Volume of Solid with Elliptical Base and Isosceles Triangle Cross Sections

[mrdoe]

Q: A solid has a base in the form of the ellipse: x^2/25 + y^2/16 = 1. Find the volume if every cross section perpendicular to the x-axis is an isosceles triangle whose altitude is 6 inches.
I got 11.781 (or 3.75pi) but I just wanted to check my answer.
Q: Use the same base and cross sections as #3, but change the axis to the y-axis.
Here I got 7.54 (or 2.4pi)

 

[Dick]

I think your answers are way too low.

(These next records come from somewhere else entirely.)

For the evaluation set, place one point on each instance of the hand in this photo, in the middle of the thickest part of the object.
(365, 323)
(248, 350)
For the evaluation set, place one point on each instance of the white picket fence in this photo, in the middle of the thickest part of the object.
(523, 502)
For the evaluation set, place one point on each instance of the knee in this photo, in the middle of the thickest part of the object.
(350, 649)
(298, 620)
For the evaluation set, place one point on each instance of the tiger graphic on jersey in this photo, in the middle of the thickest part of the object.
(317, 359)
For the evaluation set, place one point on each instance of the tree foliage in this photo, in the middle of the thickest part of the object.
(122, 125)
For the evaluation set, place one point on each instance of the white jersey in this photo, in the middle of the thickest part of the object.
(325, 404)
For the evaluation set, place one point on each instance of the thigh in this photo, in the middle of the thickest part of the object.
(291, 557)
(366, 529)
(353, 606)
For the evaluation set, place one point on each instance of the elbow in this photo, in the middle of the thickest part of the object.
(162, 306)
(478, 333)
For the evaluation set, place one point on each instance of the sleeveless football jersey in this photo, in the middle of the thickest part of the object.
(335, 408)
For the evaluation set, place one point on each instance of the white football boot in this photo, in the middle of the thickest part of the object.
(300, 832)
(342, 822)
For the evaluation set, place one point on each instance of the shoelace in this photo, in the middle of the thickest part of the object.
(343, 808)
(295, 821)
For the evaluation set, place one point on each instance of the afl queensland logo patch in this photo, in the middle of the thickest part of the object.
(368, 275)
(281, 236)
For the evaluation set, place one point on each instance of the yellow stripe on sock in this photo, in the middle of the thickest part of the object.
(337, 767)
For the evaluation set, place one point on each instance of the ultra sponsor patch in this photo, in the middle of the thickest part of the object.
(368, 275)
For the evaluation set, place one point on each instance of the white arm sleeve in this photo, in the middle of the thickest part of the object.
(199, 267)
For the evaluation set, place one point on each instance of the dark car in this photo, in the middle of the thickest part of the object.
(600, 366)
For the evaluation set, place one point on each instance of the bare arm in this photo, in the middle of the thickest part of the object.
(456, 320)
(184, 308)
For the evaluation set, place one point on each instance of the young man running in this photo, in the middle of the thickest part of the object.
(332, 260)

You'd better show your work.

 

[mrdoe]

For the first one

$$\frac{y^2}{16} = 1-\frac{x^2}{25}$$

$$y=\frac{\sqrt{25-x^2}}{20}$$

$$A=\frac{3\sqrt{25-x^2}}{10}$$

$$V=\int^5_{-5}Adx$$

$$V=\frac{3}{10}\left[\frac{1}{2}\sqrt{25-x^2}x + \frac{25}{2}\arcsin\left(\frac{x}{5}\right)\right]\left|^5_{-5}$$

$$\approx 11.781$$

 

[Mentallic]

Making y the subject of the ellipse equation I got:

$$y=\pm \frac{4}{5}\sqrt{25-x^2}$$

I can't seem to follow where you went wrong there.

 

[Dick]

y^2/16=1-x^2/25. y=4*sqrt(1-x^2/25). y=(4/5)*sqrt(25-x^2). A=(1/2)*6*(2*y). Stuff like that. You are doing something wrong.

 

[mrdoe]

EDIT: I accidentally divided by 4 on the other side instead of multiplying.